Çek diliyle konuşan halkın %30 Prag ve çevresinde yaşıyor. Nüfusu oluşturan çeklerin yanı sıra çok az sayıda Moravyalılar, Slovaklar, Polonyalılar, Almanlar ve rumenler yaşıyor. Halkın % 40 ı katolik % 40ı ateist %20 si ise diğerlerin bölümünde yer alırken bira tüketiminin yüksek olduğunu sokaklarda anlamak mümkün. Granit taşından yapılan mücevheriyle şerbetçi otundan yaptığı birasıyla, bohamya kristaliyle endüstride, kaplıcalarıyla sağlık sektöründe, Skoda markasıyla otomotivde, Türk subayının belindeki patlayıcıyla da silah sektöründe gelişmiş durumda.
Bilim ve teknolojideki ilerlemelerle birlikte son yüzyıl dünyanın heryerinde geleneksel değerlerden bir kopuş ve yenilenme adı altında farklı değerler ve spekülatif fantezilere bağlanmaya tanıklık etti. Komşuluk ilişkileri az olmakla beraber evlilik ileri yaşlarda nispeten yapılıyor. Genellikle evlilik dışı beraberlik yaşanıyor. 5 yıl içinde 3 çocuk doğurana 40 milyar mükafata bile (Gay erkeklerin fazla oluşundan sanırım) kimse yan bakmıyor. Yerleşik halk haftasonunu genellikle evde istirahatle geçiriyor.
Prag 10 bölgeden oluşur. Elinizde şehir haritası varsa adres bulmak kolay. Her köşe başında sokak isimleri yazılı. Dijital göstergeler otogarlardaki boş araç yerlerini gösterdiğinden aracınızı park edeceğiniz yeri bulabiliyorsunuz. Bu dijital göstergeler evlerde oturanların araçlarının yerlerine park etmemenizi sağlıyor. Söz evden açılmışken evler özel mülkiete ait. Kişi sayısına göre ( iki kişi: 24 metrekare) büyüklükte evlerde yaşarlar. Ne kadar çok çocuk o kadar büyük ev. Konut sahibi olabilmek için belediyeye gidip kayıt yaptırıyor, sırası gelincede evrak parasına ev sahibi oluyor. Bu şekilde evler özel mülkiyete geçmiş oluyor. Kiracılık sistemi yok. Gecekondu yok. Altyapı problemi yok. Toplu taşımacılık son derece gelişmiş. Bunun en güzel örneğini metroya binince anlıyorsunuz. İnsanlar köstebek gibi. Metrolar sokaklardan daha kalabalık. Metroyla ulaşım çok kolay. 8 kronluk bilet yarım saat, 12 kronluk bilet 1 saat geçerli. 3 günlük bilet daha ekonomik. 1 haftalık biletlerle sınırsız binebiliyorsunuz.

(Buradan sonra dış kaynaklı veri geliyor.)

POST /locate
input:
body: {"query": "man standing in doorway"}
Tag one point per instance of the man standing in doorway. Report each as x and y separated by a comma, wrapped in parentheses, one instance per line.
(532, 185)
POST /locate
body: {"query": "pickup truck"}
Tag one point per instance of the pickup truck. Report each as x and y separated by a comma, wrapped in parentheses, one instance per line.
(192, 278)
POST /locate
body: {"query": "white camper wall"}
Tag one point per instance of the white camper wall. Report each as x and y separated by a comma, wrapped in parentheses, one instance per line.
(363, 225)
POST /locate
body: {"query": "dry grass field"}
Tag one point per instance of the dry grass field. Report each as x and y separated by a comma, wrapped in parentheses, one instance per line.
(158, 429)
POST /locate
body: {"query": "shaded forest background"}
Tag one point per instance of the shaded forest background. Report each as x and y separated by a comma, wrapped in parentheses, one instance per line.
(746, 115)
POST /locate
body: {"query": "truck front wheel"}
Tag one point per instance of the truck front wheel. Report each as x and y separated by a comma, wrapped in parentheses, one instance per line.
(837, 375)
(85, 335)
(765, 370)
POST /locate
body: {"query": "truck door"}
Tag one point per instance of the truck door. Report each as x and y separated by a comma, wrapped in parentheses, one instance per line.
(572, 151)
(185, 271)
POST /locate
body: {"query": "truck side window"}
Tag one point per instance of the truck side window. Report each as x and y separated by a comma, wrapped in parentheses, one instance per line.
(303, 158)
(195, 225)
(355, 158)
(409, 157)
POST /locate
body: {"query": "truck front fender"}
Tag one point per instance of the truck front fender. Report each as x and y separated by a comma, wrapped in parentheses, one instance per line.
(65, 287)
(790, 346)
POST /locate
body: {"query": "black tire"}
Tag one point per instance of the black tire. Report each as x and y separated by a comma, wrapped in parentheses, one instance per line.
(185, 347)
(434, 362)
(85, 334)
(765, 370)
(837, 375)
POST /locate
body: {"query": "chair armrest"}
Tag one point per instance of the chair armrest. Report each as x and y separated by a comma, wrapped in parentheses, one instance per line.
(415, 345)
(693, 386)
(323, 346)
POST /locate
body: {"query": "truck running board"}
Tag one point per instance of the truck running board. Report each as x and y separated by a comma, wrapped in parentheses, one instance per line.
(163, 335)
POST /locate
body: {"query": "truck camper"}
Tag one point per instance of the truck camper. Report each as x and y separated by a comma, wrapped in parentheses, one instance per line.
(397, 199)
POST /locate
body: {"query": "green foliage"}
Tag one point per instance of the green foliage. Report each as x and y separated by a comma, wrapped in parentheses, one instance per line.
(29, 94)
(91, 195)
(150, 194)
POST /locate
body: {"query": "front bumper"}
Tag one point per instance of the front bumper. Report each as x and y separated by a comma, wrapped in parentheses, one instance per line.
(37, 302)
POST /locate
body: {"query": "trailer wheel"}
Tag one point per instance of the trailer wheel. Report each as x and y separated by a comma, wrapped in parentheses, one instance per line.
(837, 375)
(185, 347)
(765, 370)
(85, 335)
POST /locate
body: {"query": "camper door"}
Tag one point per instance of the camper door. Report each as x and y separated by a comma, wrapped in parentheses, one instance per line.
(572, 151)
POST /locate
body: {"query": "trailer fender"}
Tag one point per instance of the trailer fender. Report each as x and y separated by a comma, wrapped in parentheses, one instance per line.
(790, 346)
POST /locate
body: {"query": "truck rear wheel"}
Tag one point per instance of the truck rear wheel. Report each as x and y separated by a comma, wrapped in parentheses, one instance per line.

Eğer gideceğiniz yere taksiyle gidecekseniz şoför kapısına AAA yazılı taksileri tercih etmeniz daha güvenli ve uygun. Bunun dışında kalan taksilerde problem yaşamanız olası.
Evden çıkıp gitmen gereksiz. Masa başında kal ve bana kulak ver. Ben gittim gördüm ve döndüm. Kulak vermesen de olur, sadece bekle. Beklemesen de olur, izle. Dünya, maskesini düşürsün diye kendini sana sunacaktır. Cazibeye kapılmış ayaklarının dibinde kıvranıp duracaktır. Sokaklar usta oldu ben çırak. Ayaklarımın altında ezildi Prag.